Consistent with the notion that being slightly behind is motivating, the basketball data show that the effort of the trailing team seems to be greatest right after the half. Teams that were trailing by one point at the half outscored their opponents by an average of 1.2 points in the second half -- and half of that average boost came in just the first four minutes of the 20-minute period. The researchers found no evidence to suggest that teams with a one-point lead were easing up.
But how to translate these findings into the business world, where there is not a large scoreboard hovering over the players' heads? Here, Berger and Pope suggest that the role of managers as motivators looms larger -- to set goals that are understandable, achievable and within reach.
They also conducted a secondary experiment in which people were paid to compete in a short, simple game that involved typing letters on a keypad. Midway through the game, one group of participants was told that they were close behind, slightly ahead, far ahead or far behind. A control group was not given any information at the break. Just as the real-life basketball results had suggested, the group that exerted extra effort was the one that had been told it was only slightly behind midway through.

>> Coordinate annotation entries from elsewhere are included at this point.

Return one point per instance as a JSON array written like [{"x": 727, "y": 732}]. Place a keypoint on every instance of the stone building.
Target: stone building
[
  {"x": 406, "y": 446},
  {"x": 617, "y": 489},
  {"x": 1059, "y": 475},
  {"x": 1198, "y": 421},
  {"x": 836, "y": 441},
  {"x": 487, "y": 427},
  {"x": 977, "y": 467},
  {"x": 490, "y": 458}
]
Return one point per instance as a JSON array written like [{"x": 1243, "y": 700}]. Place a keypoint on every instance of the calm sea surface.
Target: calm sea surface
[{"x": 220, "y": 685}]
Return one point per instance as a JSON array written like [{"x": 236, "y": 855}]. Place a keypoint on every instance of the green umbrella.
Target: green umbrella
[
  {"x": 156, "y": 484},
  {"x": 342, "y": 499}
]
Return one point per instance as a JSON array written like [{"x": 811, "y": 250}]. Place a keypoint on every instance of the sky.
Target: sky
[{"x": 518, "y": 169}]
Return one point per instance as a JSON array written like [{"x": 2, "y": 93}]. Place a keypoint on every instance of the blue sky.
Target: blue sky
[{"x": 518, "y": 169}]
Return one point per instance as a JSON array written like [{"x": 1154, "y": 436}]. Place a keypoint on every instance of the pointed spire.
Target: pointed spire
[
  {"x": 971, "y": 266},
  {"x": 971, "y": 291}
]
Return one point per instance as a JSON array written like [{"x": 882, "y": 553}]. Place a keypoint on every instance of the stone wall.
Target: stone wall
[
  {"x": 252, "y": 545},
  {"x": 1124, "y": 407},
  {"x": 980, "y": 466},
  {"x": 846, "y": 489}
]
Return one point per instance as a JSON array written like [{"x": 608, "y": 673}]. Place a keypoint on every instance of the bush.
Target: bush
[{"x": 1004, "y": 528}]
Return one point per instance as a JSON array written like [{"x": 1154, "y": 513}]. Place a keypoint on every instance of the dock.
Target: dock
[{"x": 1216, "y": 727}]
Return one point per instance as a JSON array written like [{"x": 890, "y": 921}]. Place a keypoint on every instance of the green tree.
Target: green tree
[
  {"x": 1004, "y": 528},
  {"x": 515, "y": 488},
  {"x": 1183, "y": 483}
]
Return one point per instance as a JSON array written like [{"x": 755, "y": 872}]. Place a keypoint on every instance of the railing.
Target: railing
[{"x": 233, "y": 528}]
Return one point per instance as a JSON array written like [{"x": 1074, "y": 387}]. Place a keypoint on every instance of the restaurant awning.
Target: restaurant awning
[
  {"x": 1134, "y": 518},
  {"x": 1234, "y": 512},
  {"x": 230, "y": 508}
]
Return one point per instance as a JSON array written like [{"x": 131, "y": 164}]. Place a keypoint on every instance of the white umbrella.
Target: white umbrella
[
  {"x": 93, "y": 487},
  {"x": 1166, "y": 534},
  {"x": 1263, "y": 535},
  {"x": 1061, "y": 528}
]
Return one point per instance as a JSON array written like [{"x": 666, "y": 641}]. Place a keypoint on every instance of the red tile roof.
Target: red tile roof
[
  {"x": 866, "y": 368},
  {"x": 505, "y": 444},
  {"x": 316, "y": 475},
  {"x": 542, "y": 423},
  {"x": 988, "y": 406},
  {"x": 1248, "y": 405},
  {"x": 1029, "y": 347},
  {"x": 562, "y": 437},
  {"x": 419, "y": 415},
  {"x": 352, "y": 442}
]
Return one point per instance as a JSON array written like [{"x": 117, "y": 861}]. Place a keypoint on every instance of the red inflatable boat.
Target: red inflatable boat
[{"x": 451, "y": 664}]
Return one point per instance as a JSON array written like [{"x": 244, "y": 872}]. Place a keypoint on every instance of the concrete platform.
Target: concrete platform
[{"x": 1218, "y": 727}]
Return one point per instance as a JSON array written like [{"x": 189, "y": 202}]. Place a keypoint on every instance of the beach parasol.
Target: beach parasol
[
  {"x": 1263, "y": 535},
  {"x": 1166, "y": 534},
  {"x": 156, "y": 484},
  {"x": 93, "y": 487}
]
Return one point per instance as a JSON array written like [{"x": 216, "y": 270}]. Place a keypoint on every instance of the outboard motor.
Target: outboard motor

"First, merely telling people they were slightly behind an opponent led them to exert more effort," they write. "Competitive feedback that they were slightly behind not only increased effort in general, but did so more than being tied, slightly ahead or receiving no competitive feedback at all. Second, while being behind boosted effort, it did so only when participants were not too far behind."
Additional research showed that motivation is closely tied to self-confidence. In another sample group in which participants played the keyboard game, they were also evaluated for their self-efficacy -- that is, their belief in their ability to accomplish goals. The researchers found that people with higher self-efficacy were the most capable of exerting extra effort in the second half.
Stop to Take Stock
Berger and Pope see these finding as useful to other fields -- not just business but also in academic settings. For example, they suggest, a team of researchers involved in a competition should focus on the ways that they are slightly behind the opposing academic teams. They also recommend what they call "strategic breaks" -- in which managers cleverly design the timing of breaks to allow employees to stop and take stock of their efforts.
The concept, according to Berger, is similar to how skilled coaches might cleverly use timeouts to control a game. "You obviously want to call time out when the other team is on a run so that [the opposing players] don't gain confidence," he said. "But you also want to call time outs in a way that motivates your own team -- for example, when they are just slightly behind their opponents."
Wharton marketing professor Maurice Schweitzer recently co-authored a paper called, "Goals Gone Wild," documenting, among other things, how overly ambitious goals set by managers led to scandals at firms such as Enron and Sears when employees felt compelled to cheat in order to reach the lofty targets. Berger said that this finding is one more reason why managers would want to focus on more achievable goals. "What these examples show is that the goals were set too high. Monetary incentives made employees extremely motivated, but the goals were so unreasonable that they didn't have the ability to meet them -- so they cheated."
The goal of the research, Berger noted, was not so much to gain insight into sports but to open a window into human motivation. "The psychology of these situations is the same, whether it's sports or business or academics. [It's about how] we motivate employees or researchers, and how we use competitive situations to help them succeed."